After each review round, findings are presented in a structured table with both the reviewer's finding and the implementor's independent assessment:
| # | Severity | Category | Finding | Implementor Assessment | Recommendation |
|---|----------|----------|---------|----------------------|----------------|
| 1 | HIGH | Correctness | Missing nil check | Agree | Accept |
| 2 | MEDIUM | Conventions | Use constants | Disagree -- already idiomatic | Reject |
The user makes the final call on every finding.
When the AI runtime supports subagents, the review is performed by a separate agent with its own context. This reduces the tendency to rationalize decisions made during implementation, though a same-model subagent shares the same weights and training biases — it is not equivalent to an independent human reviewer or a different tool. The subagent is strongest at catching mechanical issues: convention violations, obvious bugs, inconsistencies with surrounding code, and missed edge cases.
When subagents are not available, the review is performed sequentially within the same context. The file-based protocol is the same either way.
For genuinely independent review, pair this workflow with external tools (e.g., coderabbit) and human reviewers.
When the reviewer approves and the user confirms, all artifacts in .artifacts/code-review/{branch}/ are removed. The /clean command exists only as an escape hatch for reviews that are started but never completed.
All artifacts are stored in .artifacts/code-review/{branch}/.
.artifacts/code-review/feature-xyz/
00-reviewer-profile.md (project conventions and review focus)
01-change-summary.md (what changed, files affected)
review-metadata.json (iteration count, state, timestamps)
decisions-001.json (user decisions per round)
code-review-001.md (initial review)
review-response-001.md (changes made, rejections documented)
code-review-002.md (re-review)
...
When starting a review, you can provide focus guidance:
/start focus on error handling and security
/start ignore the test file changes, focus on the API layer
/start this is a refactor -- check for behavioral changes
The reviewer will prioritize the specified areas but still report CRITICAL and HIGH findings in other categories.
For a fully automated review cycle (review, fix, iterate, report), add --unattended:
/start --unattended
/start --unattended focus on error handling
In unattended mode:
- The implementor's value-based recommendations are used as decisions (no user prompts)

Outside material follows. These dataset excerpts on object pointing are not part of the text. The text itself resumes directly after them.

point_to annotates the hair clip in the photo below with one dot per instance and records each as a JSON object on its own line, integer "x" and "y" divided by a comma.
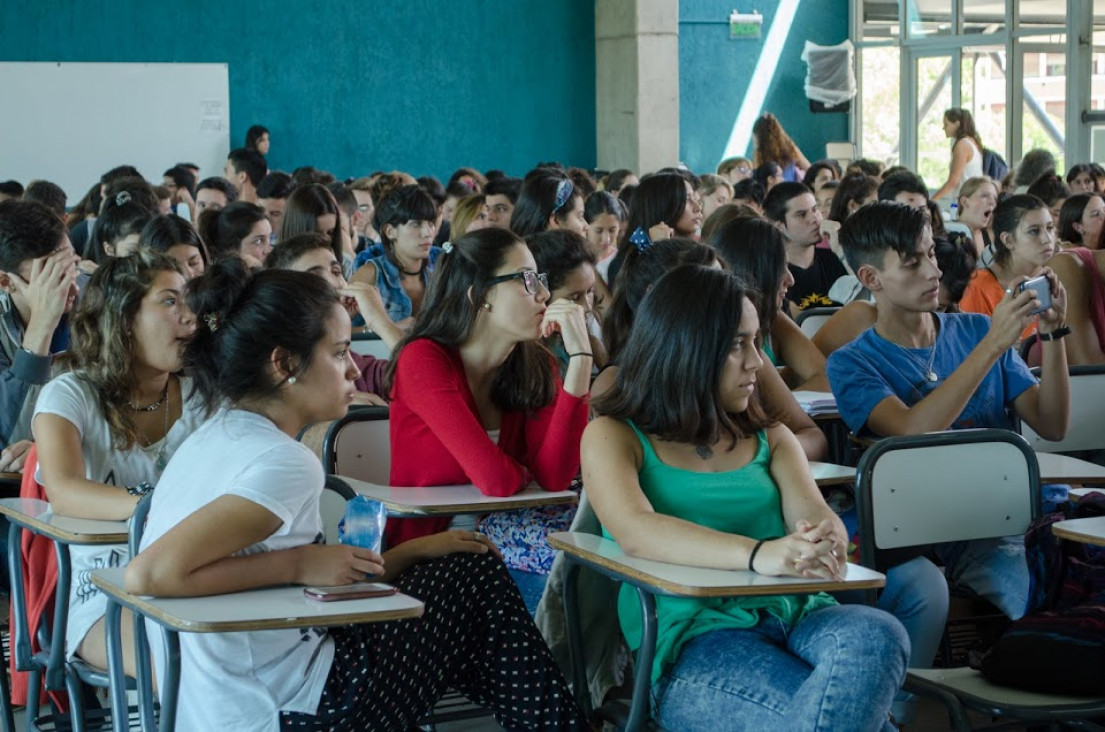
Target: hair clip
{"x": 640, "y": 239}
{"x": 562, "y": 194}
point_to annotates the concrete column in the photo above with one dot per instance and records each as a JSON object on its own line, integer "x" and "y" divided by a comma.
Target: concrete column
{"x": 637, "y": 56}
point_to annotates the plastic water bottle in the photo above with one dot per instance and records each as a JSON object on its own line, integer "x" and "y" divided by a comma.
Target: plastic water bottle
{"x": 362, "y": 524}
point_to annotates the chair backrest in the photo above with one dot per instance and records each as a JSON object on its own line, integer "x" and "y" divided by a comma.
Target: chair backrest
{"x": 369, "y": 344}
{"x": 945, "y": 487}
{"x": 812, "y": 319}
{"x": 359, "y": 446}
{"x": 1086, "y": 430}
{"x": 332, "y": 505}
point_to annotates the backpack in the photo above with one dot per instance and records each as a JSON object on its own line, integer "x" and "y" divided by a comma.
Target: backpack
{"x": 993, "y": 165}
{"x": 1059, "y": 646}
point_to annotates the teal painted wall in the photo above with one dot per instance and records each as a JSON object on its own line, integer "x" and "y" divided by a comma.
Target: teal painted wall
{"x": 715, "y": 73}
{"x": 357, "y": 85}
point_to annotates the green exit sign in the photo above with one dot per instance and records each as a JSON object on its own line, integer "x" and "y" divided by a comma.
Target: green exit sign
{"x": 746, "y": 25}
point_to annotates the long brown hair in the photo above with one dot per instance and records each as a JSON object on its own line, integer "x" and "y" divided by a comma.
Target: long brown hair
{"x": 772, "y": 143}
{"x": 526, "y": 380}
{"x": 103, "y": 342}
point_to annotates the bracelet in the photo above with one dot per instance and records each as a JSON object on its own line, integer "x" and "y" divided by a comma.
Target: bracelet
{"x": 140, "y": 489}
{"x": 751, "y": 557}
{"x": 1058, "y": 334}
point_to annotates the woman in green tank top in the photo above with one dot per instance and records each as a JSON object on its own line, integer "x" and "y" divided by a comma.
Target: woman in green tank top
{"x": 683, "y": 467}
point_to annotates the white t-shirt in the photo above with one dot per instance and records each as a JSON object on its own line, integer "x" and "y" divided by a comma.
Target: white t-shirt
{"x": 74, "y": 399}
{"x": 243, "y": 680}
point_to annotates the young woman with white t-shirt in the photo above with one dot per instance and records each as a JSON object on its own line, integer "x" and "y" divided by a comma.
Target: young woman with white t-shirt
{"x": 238, "y": 509}
{"x": 106, "y": 429}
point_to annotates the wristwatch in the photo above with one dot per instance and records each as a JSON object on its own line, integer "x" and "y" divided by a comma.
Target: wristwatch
{"x": 1056, "y": 334}
{"x": 140, "y": 489}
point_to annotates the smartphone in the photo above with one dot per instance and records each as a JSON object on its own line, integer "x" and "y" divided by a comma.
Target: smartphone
{"x": 1042, "y": 289}
{"x": 358, "y": 591}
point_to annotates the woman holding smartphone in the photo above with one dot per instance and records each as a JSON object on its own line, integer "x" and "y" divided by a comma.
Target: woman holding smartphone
{"x": 1023, "y": 241}
{"x": 238, "y": 509}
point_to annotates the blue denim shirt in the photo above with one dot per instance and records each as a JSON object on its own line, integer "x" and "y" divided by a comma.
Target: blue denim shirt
{"x": 396, "y": 301}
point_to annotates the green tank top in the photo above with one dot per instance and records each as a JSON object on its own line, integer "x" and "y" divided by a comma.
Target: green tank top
{"x": 744, "y": 501}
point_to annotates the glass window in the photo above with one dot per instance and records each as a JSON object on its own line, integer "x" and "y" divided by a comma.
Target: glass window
{"x": 928, "y": 18}
{"x": 934, "y": 96}
{"x": 880, "y": 101}
{"x": 880, "y": 20}
{"x": 982, "y": 93}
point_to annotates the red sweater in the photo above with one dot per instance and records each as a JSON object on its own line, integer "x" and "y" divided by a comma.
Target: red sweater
{"x": 438, "y": 439}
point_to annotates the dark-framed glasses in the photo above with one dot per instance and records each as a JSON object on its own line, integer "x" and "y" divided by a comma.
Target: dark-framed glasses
{"x": 528, "y": 278}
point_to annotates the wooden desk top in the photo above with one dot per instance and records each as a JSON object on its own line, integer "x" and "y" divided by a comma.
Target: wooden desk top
{"x": 702, "y": 582}
{"x": 452, "y": 500}
{"x": 827, "y": 473}
{"x": 1056, "y": 468}
{"x": 256, "y": 609}
{"x": 1086, "y": 531}
{"x": 38, "y": 516}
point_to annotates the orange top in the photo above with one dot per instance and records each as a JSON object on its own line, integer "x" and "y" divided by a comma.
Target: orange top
{"x": 984, "y": 293}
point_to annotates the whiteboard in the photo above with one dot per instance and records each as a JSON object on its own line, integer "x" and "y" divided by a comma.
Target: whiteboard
{"x": 70, "y": 123}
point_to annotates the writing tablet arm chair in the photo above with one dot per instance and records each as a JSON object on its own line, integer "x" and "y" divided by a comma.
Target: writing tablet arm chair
{"x": 916, "y": 491}
{"x": 651, "y": 578}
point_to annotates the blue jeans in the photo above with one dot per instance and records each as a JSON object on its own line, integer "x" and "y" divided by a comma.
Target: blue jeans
{"x": 837, "y": 669}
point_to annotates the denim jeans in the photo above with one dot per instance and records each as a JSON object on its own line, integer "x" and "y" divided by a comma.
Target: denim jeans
{"x": 837, "y": 669}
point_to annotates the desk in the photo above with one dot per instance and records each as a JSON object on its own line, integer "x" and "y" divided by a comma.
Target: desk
{"x": 1086, "y": 531}
{"x": 259, "y": 609}
{"x": 453, "y": 500}
{"x": 698, "y": 582}
{"x": 827, "y": 473}
{"x": 1056, "y": 468}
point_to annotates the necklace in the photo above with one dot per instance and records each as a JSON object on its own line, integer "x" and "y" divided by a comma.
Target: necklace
{"x": 156, "y": 405}
{"x": 926, "y": 370}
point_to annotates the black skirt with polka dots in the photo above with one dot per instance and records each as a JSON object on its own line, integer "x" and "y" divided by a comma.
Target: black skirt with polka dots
{"x": 474, "y": 636}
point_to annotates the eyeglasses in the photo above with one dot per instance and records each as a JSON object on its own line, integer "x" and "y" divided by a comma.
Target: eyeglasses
{"x": 528, "y": 278}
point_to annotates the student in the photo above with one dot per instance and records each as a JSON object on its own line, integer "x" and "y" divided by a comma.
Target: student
{"x": 904, "y": 187}
{"x": 401, "y": 265}
{"x": 258, "y": 139}
{"x": 106, "y": 429}
{"x": 1080, "y": 220}
{"x": 118, "y": 226}
{"x": 502, "y": 196}
{"x": 272, "y": 196}
{"x": 38, "y": 286}
{"x": 214, "y": 194}
{"x": 245, "y": 169}
{"x": 713, "y": 191}
{"x": 643, "y": 268}
{"x": 179, "y": 240}
{"x": 548, "y": 200}
{"x": 755, "y": 250}
{"x": 312, "y": 252}
{"x": 238, "y": 509}
{"x": 475, "y": 398}
{"x": 793, "y": 209}
{"x": 917, "y": 370}
{"x": 312, "y": 207}
{"x": 241, "y": 229}
{"x": 664, "y": 206}
{"x": 683, "y": 467}
{"x": 957, "y": 260}
{"x": 48, "y": 194}
{"x": 966, "y": 152}
{"x": 1024, "y": 240}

/continueis invoked automatically and loops until the reviewer approves- A summary of all changes across all rounds is presented at the end
- Artifacts are cleaned up automatically on approval
Safety guardrail: If the implementor disagrees with a CRITICAL finding, the workflow stops and escalates to the user. A CRITICAL disagreement means the reviewer flagged a must-fix issue but the implementor believes it's a false positive — that judgment call requires a human.
code-review/
SKILL.md # Workflow entry point
guidelines.md # Behavioral rules and guardrails
README.md # This file
skills/
controller.md # Phase dispatcher and transitions
start.md # Project discovery + initial review
continue.md # Implement changes + re-review
clean.md # Remove abandoned review artifacts
commands/
start.md # /start command
continue.md # /continue command
clean.md # /clean command
# Install the workflow
./install.sh claude --workflows code-review
# Or install all workflows
./install.sh allThen in your project, make some changes and run the code-review workflow's start command.